Kent Zhang says he's complained about cars with parking placards taking up the spaces near his Mulberry Street restaurant for years.

"Distributors, restaurant suppliers, they deliver the things we need" said Zhang of Bodhi Restaurant. "They couldn't get into the street."

Now Mayor de Blasio says the city is expanding a crackdown on the use of phony placards and the misuse use of government issued parking placards outside of official business and he's issuing a warning to anyone who thinks a placard is a free parking pass.

"Right away Department of Transportation will be adding traffic enforcement agents" said de Blasio, "right away we will be working with the state to quintuple existing fines so that folks who violate the law will suffer the consequences."

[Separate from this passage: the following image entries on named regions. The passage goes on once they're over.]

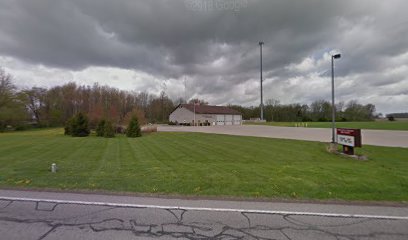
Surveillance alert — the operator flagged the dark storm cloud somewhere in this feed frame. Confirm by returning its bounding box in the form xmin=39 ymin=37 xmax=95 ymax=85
xmin=0 ymin=0 xmax=408 ymax=112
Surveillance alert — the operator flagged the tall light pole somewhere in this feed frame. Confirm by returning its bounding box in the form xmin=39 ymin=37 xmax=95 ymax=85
xmin=259 ymin=42 xmax=264 ymax=120
xmin=331 ymin=53 xmax=341 ymax=143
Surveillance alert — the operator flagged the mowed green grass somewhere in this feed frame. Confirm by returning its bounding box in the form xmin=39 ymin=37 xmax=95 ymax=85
xmin=245 ymin=121 xmax=408 ymax=131
xmin=0 ymin=129 xmax=408 ymax=202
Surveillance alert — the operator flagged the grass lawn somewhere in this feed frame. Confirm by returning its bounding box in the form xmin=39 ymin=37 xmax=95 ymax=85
xmin=245 ymin=121 xmax=408 ymax=131
xmin=0 ymin=129 xmax=408 ymax=202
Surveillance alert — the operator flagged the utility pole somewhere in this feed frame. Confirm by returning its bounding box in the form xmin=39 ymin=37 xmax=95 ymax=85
xmin=331 ymin=54 xmax=341 ymax=143
xmin=259 ymin=42 xmax=264 ymax=120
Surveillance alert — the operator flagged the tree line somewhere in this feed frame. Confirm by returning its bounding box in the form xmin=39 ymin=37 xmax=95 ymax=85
xmin=0 ymin=69 xmax=175 ymax=129
xmin=0 ymin=68 xmax=376 ymax=131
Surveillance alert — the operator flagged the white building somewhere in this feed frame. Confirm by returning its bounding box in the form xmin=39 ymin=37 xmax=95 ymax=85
xmin=169 ymin=104 xmax=242 ymax=126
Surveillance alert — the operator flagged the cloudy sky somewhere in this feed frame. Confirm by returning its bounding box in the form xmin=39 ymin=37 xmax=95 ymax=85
xmin=0 ymin=0 xmax=408 ymax=113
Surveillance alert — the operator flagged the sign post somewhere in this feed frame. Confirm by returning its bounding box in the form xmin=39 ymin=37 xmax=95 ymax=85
xmin=337 ymin=128 xmax=362 ymax=155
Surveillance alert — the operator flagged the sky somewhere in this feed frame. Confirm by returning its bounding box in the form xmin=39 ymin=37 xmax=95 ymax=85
xmin=0 ymin=0 xmax=408 ymax=113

The mayor says paper placards will be phased out by 2021 in favor of a digital system that will rely on scannable license plates and stickers.

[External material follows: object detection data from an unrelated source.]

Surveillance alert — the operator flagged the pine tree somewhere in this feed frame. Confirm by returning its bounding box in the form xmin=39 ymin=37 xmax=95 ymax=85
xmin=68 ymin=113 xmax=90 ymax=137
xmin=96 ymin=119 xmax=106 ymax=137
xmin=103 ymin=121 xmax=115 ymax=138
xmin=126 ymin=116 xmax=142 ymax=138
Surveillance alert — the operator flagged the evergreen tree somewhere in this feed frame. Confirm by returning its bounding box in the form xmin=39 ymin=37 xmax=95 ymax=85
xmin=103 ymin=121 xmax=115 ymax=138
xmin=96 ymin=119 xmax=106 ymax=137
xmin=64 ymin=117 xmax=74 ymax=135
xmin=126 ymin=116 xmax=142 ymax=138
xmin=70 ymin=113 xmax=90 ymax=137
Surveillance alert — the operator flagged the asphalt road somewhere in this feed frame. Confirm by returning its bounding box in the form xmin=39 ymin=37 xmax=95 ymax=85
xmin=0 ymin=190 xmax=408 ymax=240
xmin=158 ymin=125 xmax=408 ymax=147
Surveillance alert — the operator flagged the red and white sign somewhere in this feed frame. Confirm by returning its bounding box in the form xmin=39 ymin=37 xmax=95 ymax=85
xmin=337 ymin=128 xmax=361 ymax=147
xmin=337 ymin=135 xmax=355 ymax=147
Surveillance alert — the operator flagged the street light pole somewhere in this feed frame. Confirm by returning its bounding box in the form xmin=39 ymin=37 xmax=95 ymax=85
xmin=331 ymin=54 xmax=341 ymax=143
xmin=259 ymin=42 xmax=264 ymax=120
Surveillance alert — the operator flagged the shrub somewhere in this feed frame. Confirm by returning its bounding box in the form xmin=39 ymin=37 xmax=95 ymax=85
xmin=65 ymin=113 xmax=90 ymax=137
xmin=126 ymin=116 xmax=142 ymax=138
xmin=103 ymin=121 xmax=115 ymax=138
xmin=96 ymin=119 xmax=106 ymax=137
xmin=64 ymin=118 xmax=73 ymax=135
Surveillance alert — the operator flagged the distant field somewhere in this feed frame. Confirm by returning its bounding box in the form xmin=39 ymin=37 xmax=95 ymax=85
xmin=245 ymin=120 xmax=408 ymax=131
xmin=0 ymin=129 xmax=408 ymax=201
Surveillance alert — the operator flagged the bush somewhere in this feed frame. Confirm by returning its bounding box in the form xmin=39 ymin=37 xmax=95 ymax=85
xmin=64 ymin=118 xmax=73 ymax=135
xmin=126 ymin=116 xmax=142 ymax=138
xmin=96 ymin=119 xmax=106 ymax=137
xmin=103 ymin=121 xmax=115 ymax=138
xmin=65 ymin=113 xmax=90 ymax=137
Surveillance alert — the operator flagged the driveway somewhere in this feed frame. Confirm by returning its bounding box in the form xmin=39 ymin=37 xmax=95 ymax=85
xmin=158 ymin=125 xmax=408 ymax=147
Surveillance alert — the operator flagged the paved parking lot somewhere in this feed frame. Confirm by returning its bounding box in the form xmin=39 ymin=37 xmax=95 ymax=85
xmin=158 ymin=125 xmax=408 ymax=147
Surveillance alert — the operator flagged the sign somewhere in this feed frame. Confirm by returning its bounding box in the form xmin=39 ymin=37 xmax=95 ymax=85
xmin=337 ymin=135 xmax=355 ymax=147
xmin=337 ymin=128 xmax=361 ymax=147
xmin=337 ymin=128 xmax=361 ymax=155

"They'll be placed in the windows so you cannot transfer them from one car to another which is a big part of the placard abuse."

Officials also say workers will be held accountable.

"If a placard is misused three times it will be revoked forever," said Laura Anglin, Deputy Mayor of Operations.

It's welcome change to business owners like Zhang who says he's faced complaints from customers and extra labor fees from delivery services forced to park blocks away from his restaurant.

"I been in Chinatown for 15 years already so this problem happens always," said Zhang.

Officials say this is an expansion of a crackdown that started in 2017 and resulted in a 93 percent increase in summonses for illegal parking.